The NFL itself asserted its wokeness in conscious and also, ironically, unconscious ways. On a conscious level, it let viewers know it plans to donate $500 million to community impact organizations. Good. On the unconsciously sexist level, it portrayed Mexican flag football star Diana Flores plus a black woman and a white woman playing flag football, with a banner heralding, “To the women pushing football forward, we can’t wait to see where you take this game.”
The woke part is the creation of a role in football for women. Good. The sexist part is portraying flag football as a female-only sport. The problem? The NFL has been successfully sponsoring flag football in hundreds of high schools as an alternative to concussions for both sexes. Flag football has about 90 percent of the brilliance of tackle football with only about 10 percent of the injuries.

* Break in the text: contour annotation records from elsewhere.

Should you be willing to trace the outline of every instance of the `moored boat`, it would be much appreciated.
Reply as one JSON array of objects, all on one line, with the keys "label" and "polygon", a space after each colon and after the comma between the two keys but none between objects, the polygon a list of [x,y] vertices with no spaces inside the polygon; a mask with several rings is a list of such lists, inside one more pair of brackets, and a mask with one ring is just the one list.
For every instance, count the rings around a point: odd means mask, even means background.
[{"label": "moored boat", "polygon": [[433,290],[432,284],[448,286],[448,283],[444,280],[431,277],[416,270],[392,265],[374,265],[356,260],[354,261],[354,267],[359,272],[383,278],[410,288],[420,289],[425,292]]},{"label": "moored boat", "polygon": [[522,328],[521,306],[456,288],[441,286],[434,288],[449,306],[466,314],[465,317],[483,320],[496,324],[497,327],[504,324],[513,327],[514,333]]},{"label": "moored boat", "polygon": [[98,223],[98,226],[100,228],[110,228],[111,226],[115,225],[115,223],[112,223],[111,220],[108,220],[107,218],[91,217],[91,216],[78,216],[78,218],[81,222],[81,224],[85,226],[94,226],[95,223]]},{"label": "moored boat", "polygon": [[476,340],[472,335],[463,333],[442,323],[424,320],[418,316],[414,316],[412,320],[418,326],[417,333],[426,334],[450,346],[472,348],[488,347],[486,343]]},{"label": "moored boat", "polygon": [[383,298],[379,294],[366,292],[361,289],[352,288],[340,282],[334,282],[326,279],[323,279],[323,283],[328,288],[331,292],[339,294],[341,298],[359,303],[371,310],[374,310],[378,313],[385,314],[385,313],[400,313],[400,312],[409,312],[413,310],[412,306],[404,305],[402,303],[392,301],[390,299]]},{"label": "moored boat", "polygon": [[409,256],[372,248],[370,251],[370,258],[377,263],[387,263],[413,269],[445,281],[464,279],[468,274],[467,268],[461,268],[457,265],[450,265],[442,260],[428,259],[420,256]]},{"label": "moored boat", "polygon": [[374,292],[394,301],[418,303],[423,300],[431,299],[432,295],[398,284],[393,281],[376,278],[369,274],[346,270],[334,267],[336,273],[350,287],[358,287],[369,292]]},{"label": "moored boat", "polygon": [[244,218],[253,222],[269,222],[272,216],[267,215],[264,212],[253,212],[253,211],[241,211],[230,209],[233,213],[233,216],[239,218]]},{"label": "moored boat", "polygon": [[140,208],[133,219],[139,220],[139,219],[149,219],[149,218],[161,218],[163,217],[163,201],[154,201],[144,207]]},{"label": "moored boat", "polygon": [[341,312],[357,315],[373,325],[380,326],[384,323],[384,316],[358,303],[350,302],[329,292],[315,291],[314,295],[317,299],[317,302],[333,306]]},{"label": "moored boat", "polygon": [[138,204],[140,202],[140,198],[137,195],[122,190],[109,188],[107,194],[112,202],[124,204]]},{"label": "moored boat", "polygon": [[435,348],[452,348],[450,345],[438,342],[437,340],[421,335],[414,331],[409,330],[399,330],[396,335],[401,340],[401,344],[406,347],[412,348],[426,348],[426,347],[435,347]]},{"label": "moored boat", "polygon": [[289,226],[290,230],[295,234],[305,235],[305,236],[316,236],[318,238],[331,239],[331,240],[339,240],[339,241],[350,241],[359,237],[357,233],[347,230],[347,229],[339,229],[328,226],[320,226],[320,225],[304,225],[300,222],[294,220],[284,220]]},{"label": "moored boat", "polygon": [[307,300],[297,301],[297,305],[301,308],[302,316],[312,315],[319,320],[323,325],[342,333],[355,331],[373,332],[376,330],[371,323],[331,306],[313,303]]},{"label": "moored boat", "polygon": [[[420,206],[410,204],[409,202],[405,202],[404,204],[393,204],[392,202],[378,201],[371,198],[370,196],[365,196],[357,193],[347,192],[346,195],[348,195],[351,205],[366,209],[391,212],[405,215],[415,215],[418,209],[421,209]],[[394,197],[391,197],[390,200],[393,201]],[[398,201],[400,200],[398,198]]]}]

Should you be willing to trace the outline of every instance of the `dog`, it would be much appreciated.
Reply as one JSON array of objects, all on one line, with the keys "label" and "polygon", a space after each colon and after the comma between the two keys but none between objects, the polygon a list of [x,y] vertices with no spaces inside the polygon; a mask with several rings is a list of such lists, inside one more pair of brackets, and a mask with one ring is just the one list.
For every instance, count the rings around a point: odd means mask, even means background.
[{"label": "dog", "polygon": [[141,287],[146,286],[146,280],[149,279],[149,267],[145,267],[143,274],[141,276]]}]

In its ad, the NFL’s woke desire to support only women blinded it to the contribution it could have made by promoting flag football to millions of high school boys as a way to enjoy the benefits of the sport while damaging neither their bodies nor their minds.
Perhaps the deeper message, however, is the confidence of advertisers that, in a game watched by more men than women, men can be ridiculed and abused both physically and psychologically and that they'll respond by laughing at themselves and moving on.
Yes, men are the “game face” sex. But beware. We’re also the suicide sex.